Beyond the Postcard
Welcome to my random musings about the world, on a weekly-to-occasional basis.
Where we are: We’re in Dinan, a medieval village in Brittany. It looks like it’s straight out of a fairytale. I can’t even with all this cuteness.
Beyond the Postcard
When I was in high school, we lived in a small North Carolina town—my parents still live there. It’s fairly small-town typical: there’s the cute central southern bit, then there’s just random neighborhoods that grew up over the years, hodge-podge. There’s a commercial district that is completely distinct from the old-fashioned Main Street.
The doctor’s office is not on that cutesy Main Street. Nor is the grocery store, or the liquor store, or the McDonald’s. If you passed through town on your way to the beach (caveat: nowadays you’d stay on the Interstate, which passes on the far side of the next town over, so you’d never even get close to my parents’ town) you’d see the old-fashioned little central bit, but not the ‘newer’ commercial bit. You might think, based on Main Street, that my parents live in the fictional Mayberry, but they don’t. They live in a perfectly normal, small southern town, with all the predictable problems of a small southern town in the 21st century.

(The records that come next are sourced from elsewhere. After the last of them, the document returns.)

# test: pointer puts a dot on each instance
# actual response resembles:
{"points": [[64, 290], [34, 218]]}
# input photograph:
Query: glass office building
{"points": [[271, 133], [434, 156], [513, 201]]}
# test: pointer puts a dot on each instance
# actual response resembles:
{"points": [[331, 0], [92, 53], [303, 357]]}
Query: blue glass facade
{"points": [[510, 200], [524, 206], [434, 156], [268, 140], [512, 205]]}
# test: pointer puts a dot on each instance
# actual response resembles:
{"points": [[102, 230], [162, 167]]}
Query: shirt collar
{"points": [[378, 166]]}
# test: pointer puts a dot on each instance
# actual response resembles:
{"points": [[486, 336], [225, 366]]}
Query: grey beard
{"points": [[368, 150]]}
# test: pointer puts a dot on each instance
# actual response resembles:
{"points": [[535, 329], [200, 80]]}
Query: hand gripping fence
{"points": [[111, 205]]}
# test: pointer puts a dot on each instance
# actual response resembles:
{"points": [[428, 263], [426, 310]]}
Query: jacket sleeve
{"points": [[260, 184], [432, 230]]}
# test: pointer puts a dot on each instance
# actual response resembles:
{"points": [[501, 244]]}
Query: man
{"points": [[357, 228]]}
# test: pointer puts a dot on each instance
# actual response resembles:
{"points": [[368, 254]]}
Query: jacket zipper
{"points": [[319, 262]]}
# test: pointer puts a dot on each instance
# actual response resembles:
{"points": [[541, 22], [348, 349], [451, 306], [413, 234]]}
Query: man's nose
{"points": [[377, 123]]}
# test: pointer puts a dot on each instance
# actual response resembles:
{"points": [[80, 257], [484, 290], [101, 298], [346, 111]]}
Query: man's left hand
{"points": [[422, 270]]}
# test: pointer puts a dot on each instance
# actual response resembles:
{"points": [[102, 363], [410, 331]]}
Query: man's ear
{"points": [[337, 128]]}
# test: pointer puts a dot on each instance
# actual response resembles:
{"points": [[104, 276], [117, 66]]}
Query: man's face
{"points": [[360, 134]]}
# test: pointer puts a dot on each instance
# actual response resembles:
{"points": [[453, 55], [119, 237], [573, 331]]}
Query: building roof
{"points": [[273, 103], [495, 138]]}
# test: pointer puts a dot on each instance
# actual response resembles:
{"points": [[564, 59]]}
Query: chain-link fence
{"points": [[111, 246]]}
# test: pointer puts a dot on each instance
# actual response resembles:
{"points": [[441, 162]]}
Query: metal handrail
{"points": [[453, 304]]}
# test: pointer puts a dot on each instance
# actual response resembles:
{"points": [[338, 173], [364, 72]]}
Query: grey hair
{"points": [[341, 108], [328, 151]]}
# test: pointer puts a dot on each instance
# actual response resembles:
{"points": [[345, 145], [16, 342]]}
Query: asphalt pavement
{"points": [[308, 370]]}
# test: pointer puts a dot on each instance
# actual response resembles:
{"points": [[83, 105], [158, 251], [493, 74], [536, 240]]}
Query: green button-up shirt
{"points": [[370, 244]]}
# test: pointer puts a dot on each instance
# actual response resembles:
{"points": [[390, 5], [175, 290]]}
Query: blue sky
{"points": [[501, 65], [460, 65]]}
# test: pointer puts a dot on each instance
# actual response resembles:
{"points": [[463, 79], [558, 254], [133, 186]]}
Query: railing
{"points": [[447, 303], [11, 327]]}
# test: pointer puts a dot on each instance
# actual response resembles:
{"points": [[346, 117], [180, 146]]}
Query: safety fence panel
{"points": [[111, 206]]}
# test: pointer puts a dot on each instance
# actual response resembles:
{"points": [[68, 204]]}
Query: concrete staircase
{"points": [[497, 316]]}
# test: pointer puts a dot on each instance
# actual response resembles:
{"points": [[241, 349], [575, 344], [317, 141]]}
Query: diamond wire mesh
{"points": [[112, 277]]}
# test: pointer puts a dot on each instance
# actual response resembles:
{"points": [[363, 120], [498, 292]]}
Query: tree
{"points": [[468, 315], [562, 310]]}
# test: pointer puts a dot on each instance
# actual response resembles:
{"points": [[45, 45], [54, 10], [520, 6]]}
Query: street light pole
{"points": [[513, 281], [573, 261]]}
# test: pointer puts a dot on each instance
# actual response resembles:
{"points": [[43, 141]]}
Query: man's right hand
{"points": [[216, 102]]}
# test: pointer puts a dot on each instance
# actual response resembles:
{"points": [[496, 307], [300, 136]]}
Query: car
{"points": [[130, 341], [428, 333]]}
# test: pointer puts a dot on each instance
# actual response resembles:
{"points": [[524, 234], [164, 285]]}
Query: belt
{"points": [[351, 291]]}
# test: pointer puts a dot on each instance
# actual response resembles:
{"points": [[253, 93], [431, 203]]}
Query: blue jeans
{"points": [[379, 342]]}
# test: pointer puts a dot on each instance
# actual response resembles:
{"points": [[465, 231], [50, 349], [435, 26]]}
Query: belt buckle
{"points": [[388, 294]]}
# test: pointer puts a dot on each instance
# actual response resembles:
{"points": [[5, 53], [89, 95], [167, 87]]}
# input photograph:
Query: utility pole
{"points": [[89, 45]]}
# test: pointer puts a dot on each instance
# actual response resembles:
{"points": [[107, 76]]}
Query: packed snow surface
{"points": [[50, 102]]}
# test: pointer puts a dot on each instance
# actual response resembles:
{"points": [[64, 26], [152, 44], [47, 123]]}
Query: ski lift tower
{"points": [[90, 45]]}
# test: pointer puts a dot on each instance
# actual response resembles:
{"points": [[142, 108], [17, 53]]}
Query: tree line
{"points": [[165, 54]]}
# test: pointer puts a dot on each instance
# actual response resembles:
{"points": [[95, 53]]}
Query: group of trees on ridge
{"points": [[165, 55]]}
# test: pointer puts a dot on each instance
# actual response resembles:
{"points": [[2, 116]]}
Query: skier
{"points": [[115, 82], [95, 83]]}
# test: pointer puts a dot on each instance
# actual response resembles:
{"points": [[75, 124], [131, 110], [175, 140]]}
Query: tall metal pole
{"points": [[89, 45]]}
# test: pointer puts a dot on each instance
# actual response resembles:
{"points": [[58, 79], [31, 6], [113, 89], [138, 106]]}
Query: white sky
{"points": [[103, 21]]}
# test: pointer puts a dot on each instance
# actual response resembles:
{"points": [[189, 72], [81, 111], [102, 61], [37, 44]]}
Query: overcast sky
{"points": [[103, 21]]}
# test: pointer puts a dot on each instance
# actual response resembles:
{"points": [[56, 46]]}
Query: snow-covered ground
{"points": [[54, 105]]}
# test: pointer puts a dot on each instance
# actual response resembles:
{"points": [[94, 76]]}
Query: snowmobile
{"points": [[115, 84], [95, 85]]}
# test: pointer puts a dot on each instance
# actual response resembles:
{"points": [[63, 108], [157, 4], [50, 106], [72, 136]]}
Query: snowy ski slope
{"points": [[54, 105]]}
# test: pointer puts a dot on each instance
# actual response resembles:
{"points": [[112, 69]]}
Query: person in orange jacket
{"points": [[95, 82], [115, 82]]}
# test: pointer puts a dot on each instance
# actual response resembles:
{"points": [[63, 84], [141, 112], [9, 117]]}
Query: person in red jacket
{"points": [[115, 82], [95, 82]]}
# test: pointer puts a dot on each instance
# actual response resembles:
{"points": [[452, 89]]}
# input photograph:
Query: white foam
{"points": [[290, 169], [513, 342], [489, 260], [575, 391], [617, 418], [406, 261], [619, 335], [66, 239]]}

The French town Lee and I are in right now—Dinan—is similar, except for being about a thousand years older. We have an apartment on the top floor of a house smack in the middle of the old part of the city, almost at the top of the hill, within the 14th-century city walls. I can see the cathedral from one window, and a half-timbered 15th century building from another. I keep saying we live in Hogsmeade now.
It’s adorable. Like, possibly the cutest quaint little village I’ve ever seen. Tudor-style buildings lean against each other, charmingly crooked; roses are trellised against many of the plainer facades. Shop signs are all hand-lettered, in calligraphy of course. The city ramparts—thick, turreted stone walls, broken only by a 13th-century castle—surround the historic district. The steep, higgledy-piggledy, cobbled streets are mostly pedestrian-only, and tourists stroll through all day long. We’ve seen quite a few stopping to gaze up at our little aerie, or take photos of the building.
There’s even a shop that sells suits of armor, in case you happen to need one while you’re on holiday.
What there’s not is a pharmacy. Or a supermarket, or a hardware store, or a veterinarian, or an insurance sales office. I have to walk out of the historic district if I want to buy a box of tissues or a tube of toothpaste.
A couple of days ago, Lee and I went to the next town up the road, Saint-Malo. We found a place to park just outside the historic city walls and walked in through the grand ceremonial gate. Then we spent the day ambling around the town—also adorable (although I have to say—not quite as adorable as our village).
But the proper stocking-up grocery run that I wanted had to wait until we got back in the car and headed for the highway. No developer in their right mind is going to put a big-box supermarket in the middle of a beautifully preserved historic district.
So that’s all tourists see when they visit a town like Dinan or Saint-Malo—or London or Paris or even Ho Chi Minh City. It’s all Lee and I see, unless we’re deliberately staying in a ‘normal’ neighborhood, or we go searching for the places where ‘normal’ people, ie residents, live and work and shop.
I realize that not everyone wants to go on vacation and see the normal suburb that looks more-or-less like their own neighborhood back home. And that’s fine—after all, I just spent two long paragraphs waxing on about how adorable our current village is. Do I feel the tiniest bit smug when I see all those tourists gazing up at our apartment, wishing they lived somewhere this charming? Possibly.
But—and here’s my long-winded point—I think it’s important to realize that what we see when we’re tourists is never the whole story. Paris, as an example, is beautiful in the parts tourists see, but it also has all the problems of any other big city: marginalized suburbs, food deserts, overcrowded transit, homelessness, housing shortages, and on and on. Lee and I have a bad habit of rocking into a city, spending five days or a week, and departing with a sense that we somehow ‘understand’ what we’ve seen. I try very hard to remember that being a tourist is always, without exception, a surface-level experience.
Nothing is ever as perfect as it appears through rose-tinted vacation glasses.